Looted 10th Century Manuscript Is Finally Going Home Thanks to Museum Researchers

One of the oldest surviving hand-lettered gospels, the Eikosiphoinissa Manuscript 220, is being returned to the Greek monastery it was pilfered from during the first World War. The manuscript was looted in 1917 by Bulgarian soldiers as part of a haul of over 430 manuscripts and 470 objects from the monastic library of the Virgin Eikossifinissa (“The Luminous Red One”), built on Mt. Pangeon in Greece.

The 10th-century manuscript has been to many places and passed through many hands since 1917, until finally it was bought by the Museum of the Bible at a Christie’s auction in 2011.

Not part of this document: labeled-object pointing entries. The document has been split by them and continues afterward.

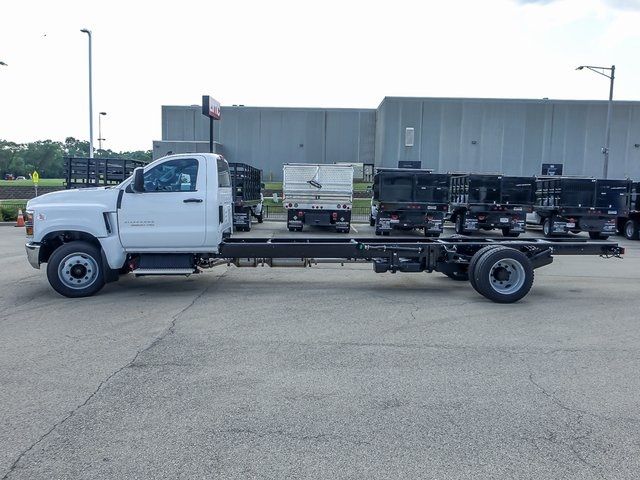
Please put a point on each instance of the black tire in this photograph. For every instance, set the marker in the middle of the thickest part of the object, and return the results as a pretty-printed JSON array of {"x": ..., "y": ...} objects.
[
  {"x": 459, "y": 225},
  {"x": 547, "y": 230},
  {"x": 86, "y": 269},
  {"x": 632, "y": 230},
  {"x": 474, "y": 261},
  {"x": 503, "y": 275},
  {"x": 506, "y": 232}
]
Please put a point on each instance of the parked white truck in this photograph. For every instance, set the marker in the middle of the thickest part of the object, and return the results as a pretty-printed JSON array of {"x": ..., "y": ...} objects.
[
  {"x": 174, "y": 217},
  {"x": 318, "y": 194}
]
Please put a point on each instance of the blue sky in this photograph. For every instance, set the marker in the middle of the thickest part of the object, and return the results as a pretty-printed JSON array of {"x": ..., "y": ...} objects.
[{"x": 290, "y": 53}]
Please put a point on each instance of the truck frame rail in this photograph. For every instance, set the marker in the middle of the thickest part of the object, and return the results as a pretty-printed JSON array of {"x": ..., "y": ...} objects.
[{"x": 501, "y": 270}]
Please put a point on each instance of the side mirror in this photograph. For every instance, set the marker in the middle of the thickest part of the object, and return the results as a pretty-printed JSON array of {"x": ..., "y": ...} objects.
[{"x": 138, "y": 180}]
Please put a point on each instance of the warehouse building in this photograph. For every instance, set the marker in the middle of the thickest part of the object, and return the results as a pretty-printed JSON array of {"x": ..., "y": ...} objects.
[{"x": 515, "y": 137}]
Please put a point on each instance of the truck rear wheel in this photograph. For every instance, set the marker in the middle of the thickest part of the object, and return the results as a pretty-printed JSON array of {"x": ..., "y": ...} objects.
[
  {"x": 503, "y": 275},
  {"x": 75, "y": 269},
  {"x": 474, "y": 261},
  {"x": 632, "y": 230}
]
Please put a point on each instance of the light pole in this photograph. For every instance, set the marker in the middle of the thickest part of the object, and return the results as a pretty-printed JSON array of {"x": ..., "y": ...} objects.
[
  {"x": 607, "y": 136},
  {"x": 100, "y": 139},
  {"x": 88, "y": 32}
]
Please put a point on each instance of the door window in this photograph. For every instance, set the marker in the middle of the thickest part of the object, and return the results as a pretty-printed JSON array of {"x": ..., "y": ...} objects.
[
  {"x": 224, "y": 178},
  {"x": 180, "y": 175}
]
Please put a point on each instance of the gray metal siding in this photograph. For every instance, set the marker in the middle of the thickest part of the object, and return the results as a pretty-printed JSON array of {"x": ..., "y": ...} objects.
[
  {"x": 268, "y": 137},
  {"x": 512, "y": 136}
]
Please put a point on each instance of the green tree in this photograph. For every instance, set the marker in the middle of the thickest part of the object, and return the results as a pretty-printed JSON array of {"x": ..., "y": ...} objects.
[{"x": 10, "y": 153}]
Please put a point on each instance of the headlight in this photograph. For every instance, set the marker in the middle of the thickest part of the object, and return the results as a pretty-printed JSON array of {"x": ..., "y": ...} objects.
[{"x": 28, "y": 222}]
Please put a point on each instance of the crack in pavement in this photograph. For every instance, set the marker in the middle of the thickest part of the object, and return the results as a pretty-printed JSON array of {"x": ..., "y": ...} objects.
[
  {"x": 166, "y": 332},
  {"x": 575, "y": 436}
]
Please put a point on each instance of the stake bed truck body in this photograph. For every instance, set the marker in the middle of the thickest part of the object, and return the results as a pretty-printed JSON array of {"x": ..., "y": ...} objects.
[
  {"x": 572, "y": 205},
  {"x": 174, "y": 217},
  {"x": 406, "y": 199},
  {"x": 485, "y": 202}
]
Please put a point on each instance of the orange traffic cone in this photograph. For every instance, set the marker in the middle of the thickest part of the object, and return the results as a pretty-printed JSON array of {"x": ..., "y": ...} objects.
[{"x": 20, "y": 219}]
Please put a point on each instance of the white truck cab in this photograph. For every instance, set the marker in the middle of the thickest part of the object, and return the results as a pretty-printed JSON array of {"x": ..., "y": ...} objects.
[{"x": 152, "y": 223}]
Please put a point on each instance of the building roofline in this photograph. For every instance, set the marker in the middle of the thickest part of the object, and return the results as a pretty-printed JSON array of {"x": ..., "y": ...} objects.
[{"x": 503, "y": 100}]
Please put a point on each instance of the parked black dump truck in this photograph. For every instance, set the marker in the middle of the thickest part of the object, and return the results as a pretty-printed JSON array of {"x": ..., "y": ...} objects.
[
  {"x": 573, "y": 205},
  {"x": 408, "y": 199},
  {"x": 246, "y": 182},
  {"x": 491, "y": 201},
  {"x": 82, "y": 172},
  {"x": 629, "y": 222}
]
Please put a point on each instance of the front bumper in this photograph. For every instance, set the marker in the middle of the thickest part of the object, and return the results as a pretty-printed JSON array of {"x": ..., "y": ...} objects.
[{"x": 33, "y": 254}]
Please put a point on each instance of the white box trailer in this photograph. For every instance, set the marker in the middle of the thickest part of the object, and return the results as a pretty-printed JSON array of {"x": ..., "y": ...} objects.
[{"x": 318, "y": 194}]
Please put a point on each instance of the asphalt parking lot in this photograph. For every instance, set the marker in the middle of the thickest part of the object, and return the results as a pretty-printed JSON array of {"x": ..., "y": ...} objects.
[{"x": 325, "y": 372}]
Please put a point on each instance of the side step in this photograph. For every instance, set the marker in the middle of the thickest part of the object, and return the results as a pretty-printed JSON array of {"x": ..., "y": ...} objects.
[
  {"x": 164, "y": 271},
  {"x": 165, "y": 264}
]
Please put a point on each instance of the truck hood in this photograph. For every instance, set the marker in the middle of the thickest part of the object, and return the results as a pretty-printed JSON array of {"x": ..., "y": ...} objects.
[{"x": 105, "y": 198}]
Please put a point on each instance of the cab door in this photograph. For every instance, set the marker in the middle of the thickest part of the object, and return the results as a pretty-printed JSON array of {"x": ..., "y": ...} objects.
[{"x": 171, "y": 212}]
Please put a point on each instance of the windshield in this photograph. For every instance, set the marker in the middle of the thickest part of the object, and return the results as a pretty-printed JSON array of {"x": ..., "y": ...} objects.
[{"x": 518, "y": 190}]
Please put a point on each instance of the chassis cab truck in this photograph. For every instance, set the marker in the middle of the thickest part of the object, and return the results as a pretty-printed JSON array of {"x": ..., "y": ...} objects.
[
  {"x": 318, "y": 194},
  {"x": 407, "y": 199},
  {"x": 487, "y": 202},
  {"x": 151, "y": 224},
  {"x": 246, "y": 182},
  {"x": 573, "y": 205}
]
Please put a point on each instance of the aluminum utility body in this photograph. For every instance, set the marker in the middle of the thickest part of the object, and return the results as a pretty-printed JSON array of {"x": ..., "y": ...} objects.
[
  {"x": 487, "y": 202},
  {"x": 174, "y": 217},
  {"x": 629, "y": 223},
  {"x": 318, "y": 194},
  {"x": 573, "y": 205},
  {"x": 407, "y": 199},
  {"x": 246, "y": 182}
]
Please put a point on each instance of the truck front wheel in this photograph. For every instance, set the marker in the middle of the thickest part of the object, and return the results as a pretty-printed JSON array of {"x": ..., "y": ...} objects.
[{"x": 75, "y": 269}]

Museum curator Brian Hyland painstakingly identified the gospel through annotations made throughout the text, including notes that the looters had left for themselves to catalog the books they had stolen. Those from Kosinitza received the initials M. K. or K. (Manastir Kosinitsa). This manuscript, along with many others, had MK scrawled on the back cover. Once they confirmed the finding, the Museum of the Bible notified the Ecumenical Patriarch Bartholomew that it had been one of the objects stolen during World War I. Museum representative Dr. Jeff Kloha personally visited the Ecumenical Patriarch in Istanbul to tell him of the discovery.

Aside from the 1917 additions, this gospel manuscript includes miniatures and depictions of the Evangelists, is written in two columns with 27 lines per column. The columns together measure 18.1 cm by 14 cm (7.13 inches by 5.5 inches).

Ecumenical Patriarch Bartholomew granted the museum to display the priceless Eikosiphoinissa Manuscript 220 until October 2021 as a gesture of good will and will also lend another three manuscripts from the patriarchate.